Our situation is more complicated. Thousands of our men and women serve as peacekeepers in Sierra Leone and countries which have been put on the Ebola watch list. This is apart from sailors and aircrew working in charter companies who frequently visit that region.
If Ebola does break out in Pakistan, we have no plan in place to deal with it. Barring a few city hospitals, almost no medical facility has the capacity to deal with the disease or to try and contain it. Most victims will die before their symptoms are confirmed. They will also infect others.
How lightly we take medical issues can be gauged from the manner in which most passengers have dealt with the issue of polio certificates. There is no check at our borders for passengers to carry polio certificates. The onus is left on airlines and on points of destination.
The health ministry needs to wake up along with the NDMA, which is known more for sleeping till after a national disaster has taken place. If we do not act now, the chances are that our country will also suffer the same fate as those in West Africa where international airlines have suspended flights and passengers coming from that region are screened at every destination.

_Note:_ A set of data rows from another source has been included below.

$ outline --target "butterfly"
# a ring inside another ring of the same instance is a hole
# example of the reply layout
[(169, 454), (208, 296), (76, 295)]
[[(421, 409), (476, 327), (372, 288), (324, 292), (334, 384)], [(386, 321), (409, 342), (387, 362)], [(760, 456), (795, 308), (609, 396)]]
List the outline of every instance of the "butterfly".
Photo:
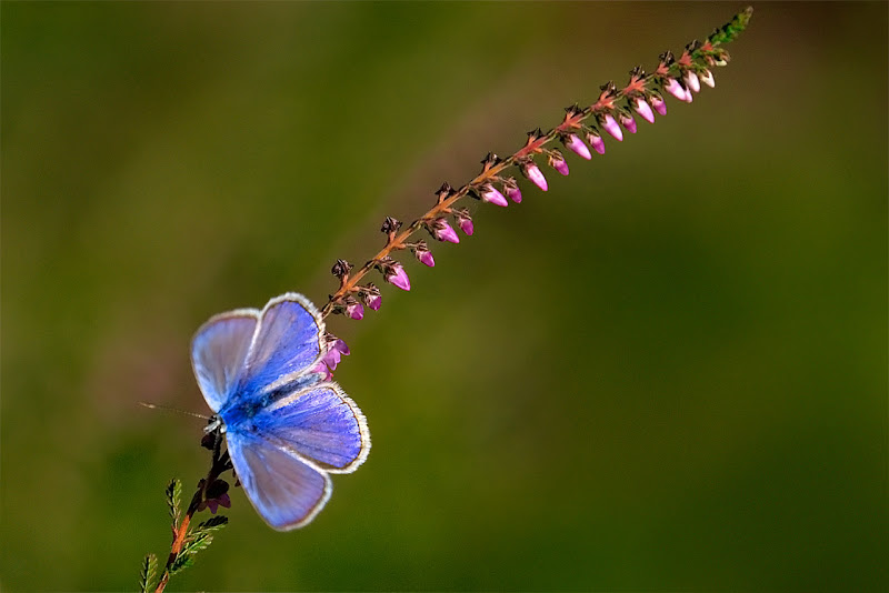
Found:
[(330, 474), (353, 472), (370, 451), (361, 410), (318, 370), (327, 351), (321, 314), (297, 293), (216, 315), (191, 343), (234, 472), (278, 531), (314, 519), (330, 499)]

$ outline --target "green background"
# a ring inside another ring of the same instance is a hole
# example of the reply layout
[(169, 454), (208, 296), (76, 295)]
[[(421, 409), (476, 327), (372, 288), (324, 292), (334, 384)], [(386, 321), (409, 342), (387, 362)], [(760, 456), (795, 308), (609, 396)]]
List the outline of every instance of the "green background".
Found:
[[(133, 589), (206, 471), (188, 344), (323, 303), (387, 214), (736, 3), (21, 3), (2, 16), (6, 591)], [(887, 4), (761, 3), (717, 88), (383, 287), (373, 451), (173, 590), (881, 590)]]

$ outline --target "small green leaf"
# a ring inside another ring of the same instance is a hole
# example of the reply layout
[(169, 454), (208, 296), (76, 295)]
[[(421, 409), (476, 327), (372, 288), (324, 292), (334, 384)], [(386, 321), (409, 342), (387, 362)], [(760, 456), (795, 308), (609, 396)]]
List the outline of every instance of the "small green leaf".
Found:
[(753, 16), (753, 7), (747, 7), (745, 10), (739, 12), (731, 19), (731, 22), (723, 24), (721, 29), (718, 29), (710, 36), (710, 43), (713, 46), (720, 46), (722, 43), (730, 43), (735, 41), (741, 32), (747, 28), (747, 23), (750, 22), (750, 17)]
[(212, 542), (213, 536), (209, 532), (196, 533), (186, 540), (180, 554), (194, 555), (201, 550), (207, 550)]
[(148, 554), (142, 561), (142, 570), (139, 571), (139, 591), (142, 593), (153, 591), (157, 577), (158, 559), (154, 554)]
[(173, 478), (167, 484), (167, 505), (170, 507), (170, 516), (173, 522), (179, 521), (179, 503), (182, 501), (182, 482)]
[(229, 517), (224, 515), (216, 515), (202, 522), (200, 525), (198, 525), (198, 527), (194, 531), (198, 533), (207, 531), (219, 531), (228, 524), (229, 524)]
[(170, 566), (170, 575), (172, 576), (173, 574), (182, 572), (182, 571), (184, 571), (186, 569), (188, 569), (189, 566), (191, 566), (193, 564), (194, 564), (194, 559), (193, 557), (191, 557), (188, 554), (183, 554), (183, 553), (180, 552), (179, 555), (176, 556), (176, 560), (173, 561), (173, 565)]

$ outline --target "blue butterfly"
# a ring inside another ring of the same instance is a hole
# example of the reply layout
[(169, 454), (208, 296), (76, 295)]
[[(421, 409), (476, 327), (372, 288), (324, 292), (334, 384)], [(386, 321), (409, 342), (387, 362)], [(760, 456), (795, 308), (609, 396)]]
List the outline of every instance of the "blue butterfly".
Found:
[(361, 410), (319, 371), (327, 350), (321, 314), (296, 293), (262, 311), (216, 315), (191, 344), (194, 376), (234, 472), (279, 531), (314, 519), (330, 499), (329, 474), (353, 472), (370, 451)]

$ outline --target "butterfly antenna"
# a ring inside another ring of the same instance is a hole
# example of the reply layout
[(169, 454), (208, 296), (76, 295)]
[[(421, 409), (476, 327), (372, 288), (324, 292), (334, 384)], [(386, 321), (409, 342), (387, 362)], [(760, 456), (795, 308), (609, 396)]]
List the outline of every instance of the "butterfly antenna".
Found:
[(139, 402), (139, 405), (148, 408), (149, 410), (164, 410), (167, 412), (179, 412), (180, 414), (184, 414), (187, 416), (200, 418), (201, 420), (206, 420), (208, 422), (211, 420), (210, 416), (198, 414), (196, 412), (187, 412), (186, 410), (180, 410), (178, 408), (170, 408), (169, 405), (158, 405), (156, 403), (148, 403), (148, 402)]

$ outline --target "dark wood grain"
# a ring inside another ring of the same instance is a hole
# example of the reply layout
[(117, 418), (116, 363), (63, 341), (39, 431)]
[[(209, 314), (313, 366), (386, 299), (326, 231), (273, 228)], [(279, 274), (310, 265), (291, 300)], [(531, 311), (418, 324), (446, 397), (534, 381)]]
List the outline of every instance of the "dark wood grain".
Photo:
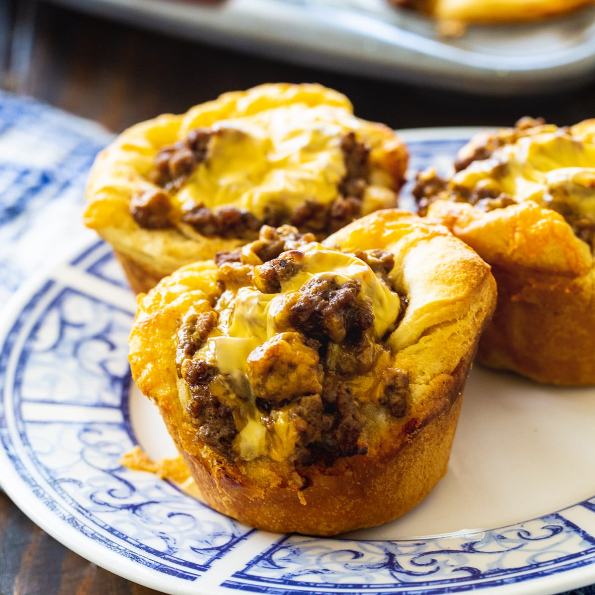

Our exports too would suffer as is the case with Ivory Coast and Ghana, who together produce half of the world’s cocoa. Given that they are next to Liberia and Guinea, where Ebola has struck with force, the export prospects for cocoa have also been affected. That is not because someone can get Ebola by eating a chocolate bar but because the farmers who tend to the crops would rather run away. We cannot afford such a fate.
Published in The Express Tribune, October 20th, 2014.